LSI Denny JA: Jokowi-Ma'ruf Amin Berpotensi Menang Telak
Hasil Survei Lingkaran Survei Indonesia (LSI Denny JA) menunjukan mayoritas reponden menilai pasangan Joko Widodo-Ma'ruf Amin
Penulis: Tim Tribun Manado | Editor: Lodie_Tombeg
TRIBUNMANADO.CO.ID, JAKARTA - Hasil Survei Lingkaran Survei Indonesia (LSI Denny JA) menunjukan mayoritas reponden menilai pasangan Joko Widodo-Ma'ruf Amin berpotensi menang telak pada Pilpres 2019.
"Publik menilai Jokowi-Ma'ruf Amin yang paling berpotensi menang telak," ujar peneliti LSI, Rully Akbar, di kantor LSI, Jakarta, Rabu (5/9).
Dari survei tatap muka dengan kuesioner ini, responden ditanyakan soal capres-cawapres yang potensial menang telak dengan selisih perolehan suara di atas 10 persen pada Pilpres 2019.
Hasilnya, sebanyak 58,6 persen responden menyatakan Jokowi-Ma'ruf akan menang telak dengan selisih suara di atas 10 persen. Dan yang memilih pasangan Prabowo Subianto-Sandiaga Uno hanya 25,7 persen reponden. Sementara sisanya, sebanyak 15,7 persen responden menyatakan tidak tahu/tidak jawab/belum memutuskan.
Survei ini dilaksanakan pada 14-21 September 2018 dengan metode multistage random sampling terhadap 1.200 responden, melalui wawancara tatap muka menggunakan kuesioner. Dan survei ini memiliki margin of error sebesar +/- 2,9 persen.
Responden dalam survei yang digelar pada 14-22 September 2018 ini juga ditanya soal harapan Pilpres 2019 memunculkan presiden yang kuat. Hasilnya, 85,60 persen responden dari 1.200 responden menyatakan ingin agar terpilih presiden yang kuat.
Alasannya beragam. Sebagian besar responden ingin Indonesia stabil untuk menumbuhkan ekonomi/kesejahteraan rakyat, agar tidak diperalat oleh kepentingan sekelompok, agar tak terlalu banyak nego yang tak perlu untuk mengambil keputusan, serta agar presiden kokoh melindungi keberagaman Indonesia.

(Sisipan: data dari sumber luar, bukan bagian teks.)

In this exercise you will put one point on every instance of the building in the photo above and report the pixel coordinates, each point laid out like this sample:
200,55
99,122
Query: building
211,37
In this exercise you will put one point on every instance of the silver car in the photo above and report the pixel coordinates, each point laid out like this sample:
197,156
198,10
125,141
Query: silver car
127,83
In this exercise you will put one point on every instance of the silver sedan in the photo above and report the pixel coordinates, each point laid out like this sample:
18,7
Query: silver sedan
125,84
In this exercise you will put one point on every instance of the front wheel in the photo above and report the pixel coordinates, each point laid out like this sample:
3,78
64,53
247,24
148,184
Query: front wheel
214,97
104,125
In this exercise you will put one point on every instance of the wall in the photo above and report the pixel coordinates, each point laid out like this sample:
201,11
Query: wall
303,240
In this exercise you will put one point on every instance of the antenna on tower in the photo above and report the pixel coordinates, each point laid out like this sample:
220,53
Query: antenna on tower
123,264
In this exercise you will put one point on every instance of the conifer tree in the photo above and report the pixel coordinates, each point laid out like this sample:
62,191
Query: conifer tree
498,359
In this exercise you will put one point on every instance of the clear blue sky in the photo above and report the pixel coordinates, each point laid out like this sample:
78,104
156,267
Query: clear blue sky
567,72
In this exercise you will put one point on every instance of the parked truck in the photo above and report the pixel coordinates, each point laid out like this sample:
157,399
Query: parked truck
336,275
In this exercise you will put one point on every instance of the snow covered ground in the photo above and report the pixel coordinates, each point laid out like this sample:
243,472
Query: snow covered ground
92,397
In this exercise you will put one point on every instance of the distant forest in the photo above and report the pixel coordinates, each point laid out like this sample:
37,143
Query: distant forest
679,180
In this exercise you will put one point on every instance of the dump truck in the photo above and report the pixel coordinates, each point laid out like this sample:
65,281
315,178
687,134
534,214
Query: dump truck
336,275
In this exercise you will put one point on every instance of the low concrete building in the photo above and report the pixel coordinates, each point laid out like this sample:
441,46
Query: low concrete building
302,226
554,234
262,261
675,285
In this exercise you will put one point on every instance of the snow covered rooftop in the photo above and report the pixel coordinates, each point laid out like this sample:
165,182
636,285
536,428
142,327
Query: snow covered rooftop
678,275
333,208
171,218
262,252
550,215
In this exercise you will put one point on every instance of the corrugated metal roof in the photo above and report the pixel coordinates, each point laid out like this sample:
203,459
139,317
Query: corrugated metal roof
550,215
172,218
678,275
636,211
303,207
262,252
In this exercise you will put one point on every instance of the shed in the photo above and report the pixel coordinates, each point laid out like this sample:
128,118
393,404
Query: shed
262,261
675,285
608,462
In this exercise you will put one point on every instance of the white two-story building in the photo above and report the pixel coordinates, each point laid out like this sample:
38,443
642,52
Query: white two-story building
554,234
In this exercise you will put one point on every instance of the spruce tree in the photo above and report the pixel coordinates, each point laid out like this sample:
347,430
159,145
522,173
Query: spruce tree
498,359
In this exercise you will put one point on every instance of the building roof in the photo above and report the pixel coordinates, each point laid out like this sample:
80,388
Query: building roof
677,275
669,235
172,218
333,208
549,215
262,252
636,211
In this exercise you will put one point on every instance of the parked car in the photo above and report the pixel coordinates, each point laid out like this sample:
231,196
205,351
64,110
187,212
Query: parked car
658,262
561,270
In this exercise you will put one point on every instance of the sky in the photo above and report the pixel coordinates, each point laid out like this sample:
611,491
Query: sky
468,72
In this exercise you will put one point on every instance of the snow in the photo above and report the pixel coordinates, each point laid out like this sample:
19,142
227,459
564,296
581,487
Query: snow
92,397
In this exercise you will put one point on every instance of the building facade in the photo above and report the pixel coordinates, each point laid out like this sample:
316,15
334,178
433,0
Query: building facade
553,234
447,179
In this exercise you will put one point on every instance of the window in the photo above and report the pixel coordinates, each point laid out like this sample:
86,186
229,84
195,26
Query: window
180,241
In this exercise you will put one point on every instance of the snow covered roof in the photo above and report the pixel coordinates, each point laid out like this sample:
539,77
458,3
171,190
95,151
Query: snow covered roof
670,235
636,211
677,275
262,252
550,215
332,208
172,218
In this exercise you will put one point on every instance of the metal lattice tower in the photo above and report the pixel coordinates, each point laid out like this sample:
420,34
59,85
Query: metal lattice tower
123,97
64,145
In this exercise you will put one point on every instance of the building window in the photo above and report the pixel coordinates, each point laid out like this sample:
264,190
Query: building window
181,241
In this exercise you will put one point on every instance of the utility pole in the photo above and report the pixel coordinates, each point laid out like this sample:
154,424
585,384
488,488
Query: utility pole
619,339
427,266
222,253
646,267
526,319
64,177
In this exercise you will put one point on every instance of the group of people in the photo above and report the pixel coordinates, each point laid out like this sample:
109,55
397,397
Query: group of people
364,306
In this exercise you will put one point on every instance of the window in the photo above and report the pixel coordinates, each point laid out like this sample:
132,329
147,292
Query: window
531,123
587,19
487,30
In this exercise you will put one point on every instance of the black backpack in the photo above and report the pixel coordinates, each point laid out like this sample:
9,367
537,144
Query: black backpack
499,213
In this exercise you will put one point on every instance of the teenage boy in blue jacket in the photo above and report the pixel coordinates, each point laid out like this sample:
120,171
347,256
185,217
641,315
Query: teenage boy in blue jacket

Kasus Ratna Sarumpaet Gerus Suara Prabowo
Rully juga menyampaikan analisanya. Menurutnya, masalah pembohongan yang dilakukan oleh aktivis Ratna Sarumpaet bakal berefek terhadap elektabilitas pasangan Prabowo-Sandiaga.
Aksi pembohongan Ratna Sarumpaet terjadi saat dia masih menjadi sebagai juru kampanye nasional dari pasangan Prabowo-Sandiaga Uno sebelumnya akhirnya diberhentikan.
Rully menilai penurunan ini tergantung dengan cara kubu Prabowo-Sandiaga melakukan upaya pembersihan nama baik. "Melihat potensi pasti ada potensi penurunan. Bagaimana mereka bisa menutupi kasus ini dengan baik, upaya pembersihan. Apakah ini ber-impact? Potensi penurunan pasti ada," ujarnya.
Mengenai persepsi yang bakal menyatakan Prabowo adalah sosok yang ceroboh dalam mengambil keputusan, menurut Rully, hal itu kembali pada penilaian dari publik.
Menurutnya, perubahan persepsi atau kesan publik terhadap Prabowo-Sandiaga bakal ditentukan lewat isu selanjutnya yang bergulir. "Prabowo yang dianggap ceroboh ini tergantung publik. Mengubah pilihan atau tidak, makin kuat atau tidak, akan terlihat di isu selanjutnya," jelas Rully.
Rully menilai kasus ini sudah mencederai demokrasi, sehingga besar kemungkinan bakal mendapatkan hukuman dari dari publik. "Kasus ini sudah mencederai demokrasi. pasti ada hukuman publik," ungkap Rully.
Pengamat politik Universitas Jenderal Achmad Yani, Arlan Siddha, juga menyatakan keputusan Prabowo Subianto selaku capres yang melakukan pembelaan terhadap Ratna Sarumpaet yang belakangan terbongkar ternyata adalah hoaks akan berimbas pada perolehan suara di pilpres nanti. Apalagi, pembelaan Prabowo terhadap Ratna tidak didukung dengan kroscek mendalam terlebih dahulu.